[Cryptography] [FORGED] Re: Is ASN.1 still the thing?

Phillip Hallam-Baker phill at hallambaker.com
Sat Nov 25 22:53:55 EST 2017


On Fri, Nov 24, 2017 at 4:11 PM, Nico Williams <nico at cryptonector.com> wrote:
> On Fri, Nov 24, 2017 at 03:36:58PM -0500, Phillip Hallam-Baker wrote:
>> On Tue, Nov 21, 2017 at 4:05 PM, Nico Williams <nico at cryptonector.com> wrote:
>> > Sure.  But again, would you rather respond to this by:
>> >
>> > a) building a new spec and tools for it,
>> >
>> > or
>> >
>> > b) building tools for the existing spec
>>
>> A
>
> Please don't.  Don't use BER/DER/CER -- those are lousy, as is Protocol
> Buffers, because they are all TLV encodings.
>
> Use PER/OER/XDR or anything like them, but don't build something brand
> new.  It'll be a burden on the rest of us.
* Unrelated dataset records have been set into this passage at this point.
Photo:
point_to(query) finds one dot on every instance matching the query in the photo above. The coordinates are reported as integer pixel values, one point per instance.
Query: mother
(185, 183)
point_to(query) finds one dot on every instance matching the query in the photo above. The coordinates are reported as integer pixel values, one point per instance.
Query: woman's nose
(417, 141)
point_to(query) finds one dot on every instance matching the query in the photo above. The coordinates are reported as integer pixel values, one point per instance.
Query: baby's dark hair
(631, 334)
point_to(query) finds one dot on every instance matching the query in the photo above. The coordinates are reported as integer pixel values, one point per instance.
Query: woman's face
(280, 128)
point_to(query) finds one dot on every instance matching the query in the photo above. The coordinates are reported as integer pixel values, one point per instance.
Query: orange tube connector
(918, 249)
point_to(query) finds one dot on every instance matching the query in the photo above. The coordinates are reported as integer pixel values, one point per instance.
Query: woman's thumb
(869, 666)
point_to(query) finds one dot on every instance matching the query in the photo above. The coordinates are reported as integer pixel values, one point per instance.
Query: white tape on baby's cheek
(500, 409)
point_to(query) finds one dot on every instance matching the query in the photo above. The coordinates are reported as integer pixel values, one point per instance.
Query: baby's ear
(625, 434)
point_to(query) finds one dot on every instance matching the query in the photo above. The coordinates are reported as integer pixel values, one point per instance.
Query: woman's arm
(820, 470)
Nothing could be a tenth the burden that Asinine One has been.


>> Missing important considerations is a risk but I find JSON with very
>> minor extensions has met all my needs and the Mesh is pretty
>> extensive.
>
> JSON is _horrible_, mostly because of the need to escape characters in
> strings, and the lack of a binary type.  Some binary JSON encodings are
> OK.

JSON-B adds the missing binary type and an unescaped string type. Job done.
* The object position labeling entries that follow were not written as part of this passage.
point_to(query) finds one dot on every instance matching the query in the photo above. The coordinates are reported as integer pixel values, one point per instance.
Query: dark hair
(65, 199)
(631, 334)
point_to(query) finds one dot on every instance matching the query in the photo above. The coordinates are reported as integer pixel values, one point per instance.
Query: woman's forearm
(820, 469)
> Sure, you absolutely can generate ASN.1 or whatever from equivalent
> languages, and there's a lot to say for doing that, especially if you
> use XML or SQL, as then you can write a lot of tooling in functional/
> declarative languages.  I do this sort of thing (in the latest case I
> generate JSON schema descriptions from SQL schemata).
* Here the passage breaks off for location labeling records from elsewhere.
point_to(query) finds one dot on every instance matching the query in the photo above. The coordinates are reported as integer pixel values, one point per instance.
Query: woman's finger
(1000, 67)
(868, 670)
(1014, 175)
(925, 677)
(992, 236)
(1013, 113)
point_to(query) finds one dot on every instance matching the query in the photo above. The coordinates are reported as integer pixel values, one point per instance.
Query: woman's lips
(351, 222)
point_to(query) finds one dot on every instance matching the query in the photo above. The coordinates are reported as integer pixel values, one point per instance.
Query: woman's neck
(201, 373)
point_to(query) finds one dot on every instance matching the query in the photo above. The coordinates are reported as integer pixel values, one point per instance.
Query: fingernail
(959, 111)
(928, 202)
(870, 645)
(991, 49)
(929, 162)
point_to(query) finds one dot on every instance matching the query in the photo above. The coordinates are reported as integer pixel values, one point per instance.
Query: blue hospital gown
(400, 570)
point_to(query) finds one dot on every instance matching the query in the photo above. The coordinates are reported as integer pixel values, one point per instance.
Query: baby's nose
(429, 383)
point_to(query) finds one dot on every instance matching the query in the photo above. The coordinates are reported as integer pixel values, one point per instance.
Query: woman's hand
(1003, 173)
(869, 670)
There is actually something I hate more than ASN.1 and it is SQL.

Why on earth would I want code injection heaven near my systems?


> And, of course, you can easily produce a one-to-one mapping of a subset
> of XML to/from ASN.1, so you really need not think of ASN.1 if you hate
> the notation.

I could produce ASN.1 simply by changing one switch on the synthesizer
but I won't because ASN.1 is less popular than Ebola in some parts and
I am not going to spend my time and effort on restoring its
reputation.



>> > As others, and I, have been saying, XDR is a perfectly good choice in
>>
>> Main objection I would make is 32 bit lengths are rather short for modern needs.
>
> Easy to work around: chunk up any data types whose values can get that
> big.  It's probably worth it too.  And if you have indeterminate-length
> payloads, you'll have to chunk them up anyways, a la HTTP chunked
> transfer encoding.

Or just use a modern encoding like JSON-B.